Distribution of Zn in cross-sections examined using NanoSIMS and µ-XRF

Next, the distribution of Zn was examined in cross-sections (1 µm thick) using NanoSIMS in order to obtain information at a subcellular level. We examined both a control and a leaf exposed to ZnSO4 for 6 h. By comparing with the control (Fig. S2), for the leaf exposed to ZnSO4 for 6 h, it was found that the entire abaxial surface contained elevated concentrations of Zn. It appeared that Zn had moved across the entire leaf surface rather than only at specific locations (such as stomata). Indeed, Zn appeared to have penetrated through the entire cuticle area underneath the Zn droplet (Fig. 4). Of particular importance, there was no marked accumulation of Zn within the stomatal cavity and surrounding cells, indicating that there did not appear to be preferential movement of Zn through the stomata (compare Fig. 4C, D and Fig. 4E, F). In addition, where the epidermis connected with the palisade cells, Zn accumulated primarily within the epidermal cell walls (Fig. 4A, B).

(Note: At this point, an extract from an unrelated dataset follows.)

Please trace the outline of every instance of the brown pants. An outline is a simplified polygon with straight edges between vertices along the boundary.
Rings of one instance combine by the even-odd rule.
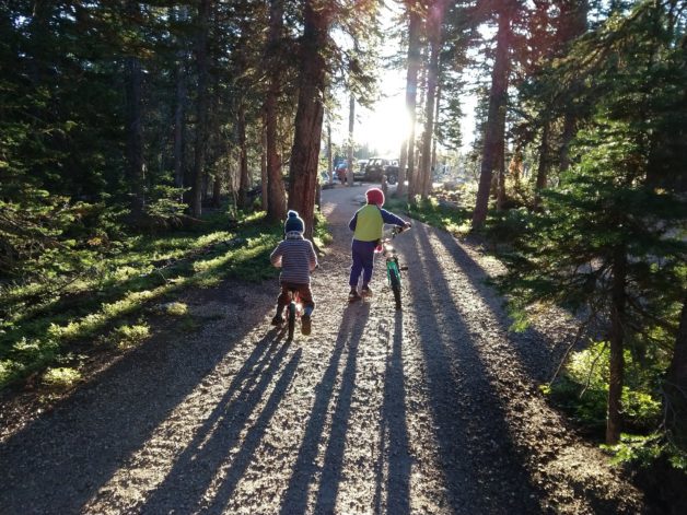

In contrast, where the epidermis connected with vascular tissues, Zn was observed to not only accumulate in the cell walls of the epidermal cells, but also in the cell walls of the vascular cells (Fig. 4A, B, I, J). Unfortunately, we were only able to examine a small area using NanoSIMS, and the analyses did not include any NGTs.

Fig. 4.

Fig. 4.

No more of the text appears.